Study finds that male and female breast cancers differ genetically.
Results of the EORTC10085/TBCRC/BIG/NABCG International Male Breast Cancer Program conducted in both Europe and in the United States and presented at the 2014 San Antonio Breast Cancer Symposium found significant improvement in survival for men with breast cancer, but this improvement was not as good as that observed for women. The study, which included 1822 men treated for breast cancer between 1990 and 2010, provides much needed information about the clinical and biological characteristics of male breast cancer.
Researchers led by the Champalimaud Clinical Center state that the study aimed to characterize the biology of this rare disease; only with this crucial knowledge will men with breast cancer be properly treated in the future, which will definitely improve both their survival and quality of life.
Of all cancers diagnosed in males, breast cancer accounts for less than one percent, and male breast cancer also accounts for less than one percent of all breast cancer diagnoses. There are, however, African countries reporting a high incidence of male breast cancer, and these include Uganda, 5%, and Zambia, 15%. Nevertheless, even though it is considered a rare disease, male breast cancer remains frequently lethal. In 2013 estimates indicated just 2,240 new cases of male breast cancer in the United States yet, alarmingly, 410 deaths.
Today, male breast cancer is not well understood, and the best way to treat this disease is not yet known. Currently, treatment strategies for men afflicted with this disease are based on those that have been used successfully for women, and research on the differences between men and women regarding the characteristics of this disease was sorely needed. Only case-control and retrospective studies with small numbers of male patients with breast cancer had been performed, and previous to this study there were no available data from randomized clinical trials, a consequence of the closing of all clinical trials for this patient population due to poor accrual.

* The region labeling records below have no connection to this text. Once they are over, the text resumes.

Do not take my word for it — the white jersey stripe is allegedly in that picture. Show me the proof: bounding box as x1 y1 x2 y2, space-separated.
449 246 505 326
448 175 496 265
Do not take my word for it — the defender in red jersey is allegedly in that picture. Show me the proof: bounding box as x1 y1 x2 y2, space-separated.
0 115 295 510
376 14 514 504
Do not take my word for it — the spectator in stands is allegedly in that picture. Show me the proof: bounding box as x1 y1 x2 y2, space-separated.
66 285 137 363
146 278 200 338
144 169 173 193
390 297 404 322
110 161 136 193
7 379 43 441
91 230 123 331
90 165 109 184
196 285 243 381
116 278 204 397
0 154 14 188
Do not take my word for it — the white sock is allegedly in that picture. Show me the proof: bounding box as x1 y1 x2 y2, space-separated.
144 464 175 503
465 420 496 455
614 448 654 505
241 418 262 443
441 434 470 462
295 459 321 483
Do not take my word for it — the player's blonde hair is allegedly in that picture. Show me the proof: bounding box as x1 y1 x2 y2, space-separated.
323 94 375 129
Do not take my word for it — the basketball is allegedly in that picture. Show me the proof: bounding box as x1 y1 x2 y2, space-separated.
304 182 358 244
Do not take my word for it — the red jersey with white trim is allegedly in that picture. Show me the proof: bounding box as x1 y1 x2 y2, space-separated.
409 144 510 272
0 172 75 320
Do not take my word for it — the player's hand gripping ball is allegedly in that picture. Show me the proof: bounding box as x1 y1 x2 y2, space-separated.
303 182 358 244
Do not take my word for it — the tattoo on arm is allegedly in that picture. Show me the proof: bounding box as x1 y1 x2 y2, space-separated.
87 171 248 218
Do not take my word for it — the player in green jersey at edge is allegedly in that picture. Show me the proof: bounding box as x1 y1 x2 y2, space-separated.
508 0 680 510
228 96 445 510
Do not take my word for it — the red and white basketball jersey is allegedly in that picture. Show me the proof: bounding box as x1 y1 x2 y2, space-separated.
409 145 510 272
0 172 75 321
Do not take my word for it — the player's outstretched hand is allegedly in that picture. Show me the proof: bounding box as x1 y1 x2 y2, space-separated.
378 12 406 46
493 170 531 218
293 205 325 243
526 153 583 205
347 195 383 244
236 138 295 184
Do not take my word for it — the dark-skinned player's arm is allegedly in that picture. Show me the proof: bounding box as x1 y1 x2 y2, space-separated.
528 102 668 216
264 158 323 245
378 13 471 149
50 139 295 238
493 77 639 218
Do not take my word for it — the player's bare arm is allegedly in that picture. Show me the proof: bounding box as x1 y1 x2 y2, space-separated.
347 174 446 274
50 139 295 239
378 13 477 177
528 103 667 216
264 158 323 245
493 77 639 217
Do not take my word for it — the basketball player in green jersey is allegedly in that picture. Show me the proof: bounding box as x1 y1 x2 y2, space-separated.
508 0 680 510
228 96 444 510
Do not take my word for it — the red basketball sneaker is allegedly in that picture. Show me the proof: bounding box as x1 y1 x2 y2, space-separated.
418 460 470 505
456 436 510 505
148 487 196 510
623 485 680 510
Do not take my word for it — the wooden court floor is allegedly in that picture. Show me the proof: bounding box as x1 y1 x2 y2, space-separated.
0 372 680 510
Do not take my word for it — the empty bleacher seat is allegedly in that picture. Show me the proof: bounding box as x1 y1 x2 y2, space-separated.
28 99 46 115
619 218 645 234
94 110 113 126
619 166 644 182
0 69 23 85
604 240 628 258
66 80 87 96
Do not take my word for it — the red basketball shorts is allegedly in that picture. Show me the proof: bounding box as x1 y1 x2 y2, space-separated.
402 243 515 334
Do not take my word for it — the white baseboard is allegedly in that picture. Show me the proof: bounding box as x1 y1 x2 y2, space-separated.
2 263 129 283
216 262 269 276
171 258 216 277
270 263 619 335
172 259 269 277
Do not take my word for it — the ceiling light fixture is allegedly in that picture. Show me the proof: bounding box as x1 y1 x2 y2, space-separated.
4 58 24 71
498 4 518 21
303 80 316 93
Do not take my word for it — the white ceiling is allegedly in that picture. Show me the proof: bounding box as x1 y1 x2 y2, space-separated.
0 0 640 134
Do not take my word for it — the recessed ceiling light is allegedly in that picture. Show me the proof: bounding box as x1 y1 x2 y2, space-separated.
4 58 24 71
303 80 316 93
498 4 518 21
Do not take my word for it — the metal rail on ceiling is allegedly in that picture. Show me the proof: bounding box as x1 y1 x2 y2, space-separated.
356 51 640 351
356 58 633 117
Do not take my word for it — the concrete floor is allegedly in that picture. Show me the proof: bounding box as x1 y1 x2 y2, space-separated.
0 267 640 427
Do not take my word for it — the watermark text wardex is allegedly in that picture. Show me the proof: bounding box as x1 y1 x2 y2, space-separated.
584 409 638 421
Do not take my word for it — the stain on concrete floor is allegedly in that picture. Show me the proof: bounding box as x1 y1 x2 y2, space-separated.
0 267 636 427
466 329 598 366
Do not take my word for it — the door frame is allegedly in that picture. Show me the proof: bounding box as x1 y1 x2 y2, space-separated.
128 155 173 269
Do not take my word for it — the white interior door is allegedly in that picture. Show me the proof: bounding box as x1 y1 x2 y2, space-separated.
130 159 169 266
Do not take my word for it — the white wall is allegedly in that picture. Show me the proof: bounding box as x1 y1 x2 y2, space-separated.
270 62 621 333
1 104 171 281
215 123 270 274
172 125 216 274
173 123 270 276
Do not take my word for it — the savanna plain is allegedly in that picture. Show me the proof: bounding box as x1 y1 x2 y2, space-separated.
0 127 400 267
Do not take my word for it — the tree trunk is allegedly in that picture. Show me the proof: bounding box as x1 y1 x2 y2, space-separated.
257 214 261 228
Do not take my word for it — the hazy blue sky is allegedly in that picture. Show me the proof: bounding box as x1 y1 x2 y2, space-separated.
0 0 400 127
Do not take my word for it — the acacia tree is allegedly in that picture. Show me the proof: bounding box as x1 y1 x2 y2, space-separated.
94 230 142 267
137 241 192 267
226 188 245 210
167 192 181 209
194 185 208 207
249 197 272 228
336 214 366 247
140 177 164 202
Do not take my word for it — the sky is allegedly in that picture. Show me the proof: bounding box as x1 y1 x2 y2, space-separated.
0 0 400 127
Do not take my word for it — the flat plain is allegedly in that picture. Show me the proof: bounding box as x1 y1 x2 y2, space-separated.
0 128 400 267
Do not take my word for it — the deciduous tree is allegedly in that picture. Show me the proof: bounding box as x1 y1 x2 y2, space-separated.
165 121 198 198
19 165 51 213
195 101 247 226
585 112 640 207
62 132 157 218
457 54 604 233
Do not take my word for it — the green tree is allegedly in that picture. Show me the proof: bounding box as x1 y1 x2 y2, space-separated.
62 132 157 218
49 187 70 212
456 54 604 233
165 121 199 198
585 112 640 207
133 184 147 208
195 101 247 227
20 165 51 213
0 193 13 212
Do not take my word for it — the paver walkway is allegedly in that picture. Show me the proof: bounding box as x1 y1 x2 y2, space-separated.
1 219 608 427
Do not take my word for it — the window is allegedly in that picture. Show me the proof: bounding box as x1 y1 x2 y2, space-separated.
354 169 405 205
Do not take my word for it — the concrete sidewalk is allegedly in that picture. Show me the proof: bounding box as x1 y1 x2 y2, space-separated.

Fortunately, the collaborative research strategy whereby the EORTC, Translational Breast Cancer Research Consortium (TBCRC), Breast International Group (BIG), and the North American Breast Cancer Groups (NABCG) have joined forces to launch this International Program on Male Breast Cancer, has provided a practical approach to learn more about this rare yet deadly form of cancer.
The results of this study point out that male breast cancers are not identical to female breast cancers, and that men are not as well managed as female patients. For example, although the majority of male breast cancers are estrogen receptor (ER) positive, only 77 percent of male patients with this disease received hormonal therapy such as Tamoxifen, and despite the fact that slightly over half of all male breast cancers are diagnosed when the tumours are very small, only four percent of male breast cancer patients received breast-conserving surgery. The majority underwent mastectomies, a treatment decisions that can adversely affect quality of life, self-esteem and sexuality.
Analyses of tumour samples conducted as part of this study showed that 99 percent of male breast cancers were ER positive, seven percent were human epidermal growth factor receptor 2 (HER2) positive, and one percent were triple negative, meaning that they do not express the genes for ER, progesterone receptor (PR), or HER-2, and consequently do not respond to hormonal therapy nor anti-HER-2 therapies. For women, on the other hand, roughly 70 percent of breast cancers are ER-positive, 20 percent are HER2-positive, and 10 to 15 percent are triple-negative.
Additional findings were that grade 2 invasive ductal carcinomas were the most common histological type, and male breast cancers are usually androgen receptor positive, and of luminal A- like subtype (7% HER2 positive & 1% TNBC). Overall, adjuvant radiotherapy appears to have been delivered properly, and anthracyclines were preferred as adjuvant chemotherapy and Tamoxifen for hormonal therapy following loco-regional treatment.
The second part of this male breast cancer program is now open; a prospective international registry of all male breast cancer patients treated at the participating institutions for a period of 30 months with collection of clinical data. Here, the number of patients who could be feasibly recruited for a future clinical trial will be evaluated, patterns of care will be described, and prospective sample collection will be performed in selected countries. A Quality of Life sub study is also ongoing, using the EORTC QLQ-30 questionnaire and items from the BR-23 and PR-25 questionnaires.
Discussions are already ongoing, for the opening of a prospective randomized clinical trial, as the first project of the third part of the International Male Breast Cancer Program.